Maria Bashkirtseff (1858-1884): Maria Bashkirtseff was born in Gavrintsi and died in Paris.
She was trained at the Academie Julian in Paris under the tutelage of Jules Lepage and Tony Robert
Fleury. She was primarily a potrait painter and sculptor. Her personal account of the struggles
of women artists is documented in her published journals. A large number of Bashkirtseff's works
were destroyed during the Second World War.
References:
The Journal of Marie Bashkirtseff, translated and edited by A. Theuriet;
Seeing Ourselves: Women's Self-Portraits by Frances Borzello, pp.114-115;
Women Artists: An Illustrated History by Nancy G. Heller, p.106;
Cecilia Beaux (1855-1942): Cecilia Beaux was born in Philadelphia, Pennsylvania and received
her art education at the Pennsylvania Academy of Fine Arts.She later trained at the Academie Julian
in Paris. Her works were touched with the techniques and philosphy of Impressionism.She painted
mostly figures using her friends and family as models. She was widely aclaimed during her lifetime
and became the first woman teacher at the Academy of Fine Arts in Pennsylvania.She was also
commissioned during the First World War by the U.S. War Portraits Commission in 1919.
References:
Seeing Ourselves: Women's Self-Portraits by Frances Borzello, p.137;
Women Artists: An Illustrated History by Nancy G. Heller, pp.101-102;
Cecelia Beaux and the Art of Portraiture by Tara Leigh Tappert.

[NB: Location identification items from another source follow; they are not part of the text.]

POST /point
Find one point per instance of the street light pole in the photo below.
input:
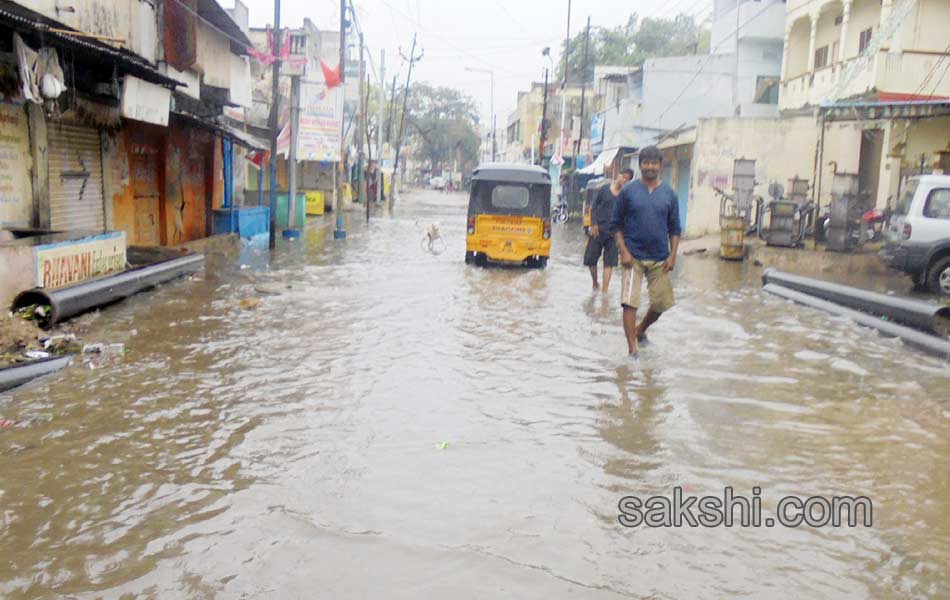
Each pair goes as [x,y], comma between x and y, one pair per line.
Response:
[340,232]
[491,104]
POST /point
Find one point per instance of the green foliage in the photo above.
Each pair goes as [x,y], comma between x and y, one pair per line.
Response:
[442,122]
[632,43]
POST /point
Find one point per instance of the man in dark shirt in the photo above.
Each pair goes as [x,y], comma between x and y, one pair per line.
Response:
[601,240]
[646,226]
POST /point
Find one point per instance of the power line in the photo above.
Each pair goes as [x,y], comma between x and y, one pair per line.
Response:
[445,40]
[932,71]
[939,81]
[709,57]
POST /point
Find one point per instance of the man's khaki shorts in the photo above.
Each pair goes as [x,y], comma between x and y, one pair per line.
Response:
[659,284]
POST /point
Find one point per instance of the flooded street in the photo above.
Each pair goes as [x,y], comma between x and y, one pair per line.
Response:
[393,424]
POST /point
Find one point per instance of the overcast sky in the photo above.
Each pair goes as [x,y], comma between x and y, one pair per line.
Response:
[506,36]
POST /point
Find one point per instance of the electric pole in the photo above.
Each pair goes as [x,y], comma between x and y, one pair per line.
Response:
[580,136]
[389,120]
[413,59]
[340,232]
[292,232]
[379,127]
[544,119]
[272,123]
[360,123]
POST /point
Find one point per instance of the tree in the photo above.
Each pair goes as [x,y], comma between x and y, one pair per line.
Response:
[632,43]
[443,120]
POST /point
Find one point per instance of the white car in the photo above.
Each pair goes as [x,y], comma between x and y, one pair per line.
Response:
[918,234]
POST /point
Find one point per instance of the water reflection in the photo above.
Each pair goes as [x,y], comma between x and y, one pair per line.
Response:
[468,432]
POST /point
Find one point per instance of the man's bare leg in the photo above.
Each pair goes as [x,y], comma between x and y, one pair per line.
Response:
[630,328]
[650,318]
[608,271]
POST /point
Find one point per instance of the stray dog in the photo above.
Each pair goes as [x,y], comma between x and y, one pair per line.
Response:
[432,240]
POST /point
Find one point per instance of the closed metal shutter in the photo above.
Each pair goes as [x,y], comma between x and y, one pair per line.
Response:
[75,177]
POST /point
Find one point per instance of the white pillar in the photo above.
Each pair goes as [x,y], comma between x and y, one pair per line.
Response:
[890,173]
[886,7]
[842,44]
[785,49]
[811,42]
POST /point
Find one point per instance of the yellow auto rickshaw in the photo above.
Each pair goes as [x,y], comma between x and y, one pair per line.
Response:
[509,216]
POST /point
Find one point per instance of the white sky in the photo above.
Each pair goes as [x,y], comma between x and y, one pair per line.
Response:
[506,36]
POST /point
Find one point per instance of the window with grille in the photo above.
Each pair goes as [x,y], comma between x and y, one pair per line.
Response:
[864,40]
[938,205]
[766,89]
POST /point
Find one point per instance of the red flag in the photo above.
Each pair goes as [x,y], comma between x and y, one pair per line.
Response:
[331,76]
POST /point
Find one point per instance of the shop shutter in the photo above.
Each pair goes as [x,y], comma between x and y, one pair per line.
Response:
[75,177]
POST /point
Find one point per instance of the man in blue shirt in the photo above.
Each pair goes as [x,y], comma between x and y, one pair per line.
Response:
[646,225]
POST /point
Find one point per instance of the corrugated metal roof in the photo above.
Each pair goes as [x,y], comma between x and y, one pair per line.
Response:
[27,21]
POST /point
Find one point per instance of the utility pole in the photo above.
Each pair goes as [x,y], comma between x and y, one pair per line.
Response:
[413,59]
[491,102]
[567,57]
[272,124]
[292,231]
[544,118]
[340,232]
[379,128]
[580,137]
[389,121]
[361,122]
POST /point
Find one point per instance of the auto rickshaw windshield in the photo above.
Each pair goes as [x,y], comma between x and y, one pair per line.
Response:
[508,198]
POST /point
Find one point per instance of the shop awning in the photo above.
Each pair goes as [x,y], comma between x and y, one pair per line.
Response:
[601,163]
[870,111]
[244,138]
[50,32]
[224,130]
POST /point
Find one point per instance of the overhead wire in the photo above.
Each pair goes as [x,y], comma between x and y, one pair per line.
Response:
[712,53]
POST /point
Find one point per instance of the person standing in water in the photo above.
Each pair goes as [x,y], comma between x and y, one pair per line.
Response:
[647,231]
[601,240]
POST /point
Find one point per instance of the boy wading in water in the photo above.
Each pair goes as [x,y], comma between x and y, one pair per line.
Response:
[602,240]
[647,231]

Mary Ellen Best (1809-1891): Mary Ellen Best was born in York and died in Darmstadt in 1891.
She was primarily a water colorist whose subjects were nearly always women.Best painted most her
works between 1828-1840. After this period she appears to have given up painting altogether.
References:
Seeing Ourselves: Women's Self-Portraits by Frances Borzello, pp.107-108;
The World of Mary Ellen Best by C. Davidson.

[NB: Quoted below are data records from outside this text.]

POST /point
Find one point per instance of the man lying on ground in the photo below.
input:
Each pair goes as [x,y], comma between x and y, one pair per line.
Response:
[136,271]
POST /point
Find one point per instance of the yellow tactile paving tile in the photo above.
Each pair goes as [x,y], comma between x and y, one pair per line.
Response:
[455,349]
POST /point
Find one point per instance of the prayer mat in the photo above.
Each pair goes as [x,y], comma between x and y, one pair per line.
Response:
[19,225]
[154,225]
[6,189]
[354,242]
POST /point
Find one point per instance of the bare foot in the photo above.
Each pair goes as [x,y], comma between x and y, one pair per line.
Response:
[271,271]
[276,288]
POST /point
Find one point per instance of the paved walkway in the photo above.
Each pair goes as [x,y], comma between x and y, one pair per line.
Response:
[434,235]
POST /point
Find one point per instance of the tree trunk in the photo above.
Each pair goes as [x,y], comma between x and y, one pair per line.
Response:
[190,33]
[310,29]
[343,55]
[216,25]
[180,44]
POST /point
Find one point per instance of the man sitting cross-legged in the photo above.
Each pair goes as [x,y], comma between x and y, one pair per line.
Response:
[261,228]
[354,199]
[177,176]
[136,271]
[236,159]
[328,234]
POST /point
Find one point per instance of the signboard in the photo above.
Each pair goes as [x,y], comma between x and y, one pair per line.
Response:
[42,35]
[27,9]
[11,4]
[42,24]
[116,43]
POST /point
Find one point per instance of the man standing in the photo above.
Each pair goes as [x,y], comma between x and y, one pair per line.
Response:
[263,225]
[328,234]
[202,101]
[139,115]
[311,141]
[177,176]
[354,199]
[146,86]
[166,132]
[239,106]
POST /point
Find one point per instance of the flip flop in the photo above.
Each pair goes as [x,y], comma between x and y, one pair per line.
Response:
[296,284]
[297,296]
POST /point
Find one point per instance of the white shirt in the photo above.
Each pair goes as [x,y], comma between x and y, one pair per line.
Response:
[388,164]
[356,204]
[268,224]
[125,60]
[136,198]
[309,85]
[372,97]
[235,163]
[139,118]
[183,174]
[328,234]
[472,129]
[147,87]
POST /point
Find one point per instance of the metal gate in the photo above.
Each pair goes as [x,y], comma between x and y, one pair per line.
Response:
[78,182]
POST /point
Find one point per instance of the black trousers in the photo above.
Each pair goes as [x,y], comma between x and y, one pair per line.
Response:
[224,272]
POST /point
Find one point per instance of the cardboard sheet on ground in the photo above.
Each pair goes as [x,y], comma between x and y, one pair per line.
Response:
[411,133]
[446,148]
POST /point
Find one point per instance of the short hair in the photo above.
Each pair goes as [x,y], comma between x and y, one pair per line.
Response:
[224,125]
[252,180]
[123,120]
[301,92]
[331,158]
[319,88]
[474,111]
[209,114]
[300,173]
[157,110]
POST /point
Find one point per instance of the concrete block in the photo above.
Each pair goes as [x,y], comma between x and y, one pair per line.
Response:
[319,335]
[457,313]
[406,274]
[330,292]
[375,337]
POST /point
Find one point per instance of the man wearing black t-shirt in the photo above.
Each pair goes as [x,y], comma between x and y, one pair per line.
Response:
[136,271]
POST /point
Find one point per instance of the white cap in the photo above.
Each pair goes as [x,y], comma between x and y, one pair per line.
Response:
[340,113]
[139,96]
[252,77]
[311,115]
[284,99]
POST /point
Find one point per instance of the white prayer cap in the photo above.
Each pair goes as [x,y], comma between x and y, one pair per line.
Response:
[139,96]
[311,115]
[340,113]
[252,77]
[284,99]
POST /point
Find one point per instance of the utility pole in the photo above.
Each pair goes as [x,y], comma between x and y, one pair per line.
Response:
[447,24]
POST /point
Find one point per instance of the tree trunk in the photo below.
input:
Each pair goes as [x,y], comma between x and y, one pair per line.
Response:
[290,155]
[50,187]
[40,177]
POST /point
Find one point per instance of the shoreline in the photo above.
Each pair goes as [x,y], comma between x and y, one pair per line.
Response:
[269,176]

Anna Bilinska (1857-1893): Anna Bilinska was born in
the Ukraine and studied in Russia, Waraw and Paris.A versatile artist, she painted portraits, landscapes as well as seascapes.Her works were
widely exhibited and in 1889 she was awarded a gold medal at the Paris Exposition Universelle.
References:
Seeing Ourselves: Women's Self-Portraits by Frances Borzello, pp.119-120.

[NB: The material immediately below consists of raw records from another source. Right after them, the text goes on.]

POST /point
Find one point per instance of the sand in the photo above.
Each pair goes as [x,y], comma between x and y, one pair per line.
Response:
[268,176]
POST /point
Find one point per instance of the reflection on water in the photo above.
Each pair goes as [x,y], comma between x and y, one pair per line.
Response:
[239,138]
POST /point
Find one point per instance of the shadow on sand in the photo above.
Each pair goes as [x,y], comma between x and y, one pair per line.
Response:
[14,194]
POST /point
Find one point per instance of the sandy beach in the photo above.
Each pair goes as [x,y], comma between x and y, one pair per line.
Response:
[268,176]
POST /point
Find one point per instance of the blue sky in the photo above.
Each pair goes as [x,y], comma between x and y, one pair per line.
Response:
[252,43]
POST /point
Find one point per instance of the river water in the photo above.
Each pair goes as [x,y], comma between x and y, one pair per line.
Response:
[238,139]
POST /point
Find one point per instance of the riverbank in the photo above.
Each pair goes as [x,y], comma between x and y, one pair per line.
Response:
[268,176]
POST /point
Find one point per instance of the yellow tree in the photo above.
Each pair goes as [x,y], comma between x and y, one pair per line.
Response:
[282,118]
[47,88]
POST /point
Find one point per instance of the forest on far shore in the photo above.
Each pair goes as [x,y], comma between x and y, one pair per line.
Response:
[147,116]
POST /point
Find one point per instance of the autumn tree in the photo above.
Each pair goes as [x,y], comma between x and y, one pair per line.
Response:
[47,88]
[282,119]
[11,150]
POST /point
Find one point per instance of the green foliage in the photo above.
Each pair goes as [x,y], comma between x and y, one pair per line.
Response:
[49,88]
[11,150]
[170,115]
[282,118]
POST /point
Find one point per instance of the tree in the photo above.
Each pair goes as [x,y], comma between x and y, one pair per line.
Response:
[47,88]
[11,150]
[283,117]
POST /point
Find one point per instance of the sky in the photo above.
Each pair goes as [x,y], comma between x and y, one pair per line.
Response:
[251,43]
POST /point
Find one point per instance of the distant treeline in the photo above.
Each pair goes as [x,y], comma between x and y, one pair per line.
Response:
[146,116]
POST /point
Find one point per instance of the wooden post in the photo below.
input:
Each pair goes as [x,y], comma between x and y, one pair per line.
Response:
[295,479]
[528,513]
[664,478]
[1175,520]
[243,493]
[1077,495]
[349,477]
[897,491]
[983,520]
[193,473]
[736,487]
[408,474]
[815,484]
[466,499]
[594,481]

Rosa Bonheur (1822-1899):Rosa Bonheur was born in Bordeaux.Her first teachers were her parents:her
mother, who would die before Bonheur was twelve, taught her to read, write, draw and play the piano.
Her father, Raymond Bonheur who was landscape artist of some note himself, continued her artistic
education.He was also to play a major role in shaping her feminist and radical ideas regarding
androgyny and clothing.She herself was frequently dressed in men's clothes and mantained what
John Saslow, in his article on Bonheur, termed a proto-lesbian identity. Her works are mainly of
animals. She maintained her own menagerie of animals and honed her animal anatomy skills by visiting
slaughter houses.By the age of thirty, Bonheur was already a critical success.She became the first
woman ever to win the Legion of Honor.Her spectacular works such as the Horse Fair and
Ploughing in the Ninernais were all based on life drawings.Bonheur was in many ways a
woman much ahead of her times:besides wearing pants, she cut her hair short, smoked, and rode
astride when it was considered more appropriate for womwen to ride side-saddle. At a time when most
women were financially dependent, Bonheur earned her own living and became wealthy enough to own a chateau in Fontainebleu.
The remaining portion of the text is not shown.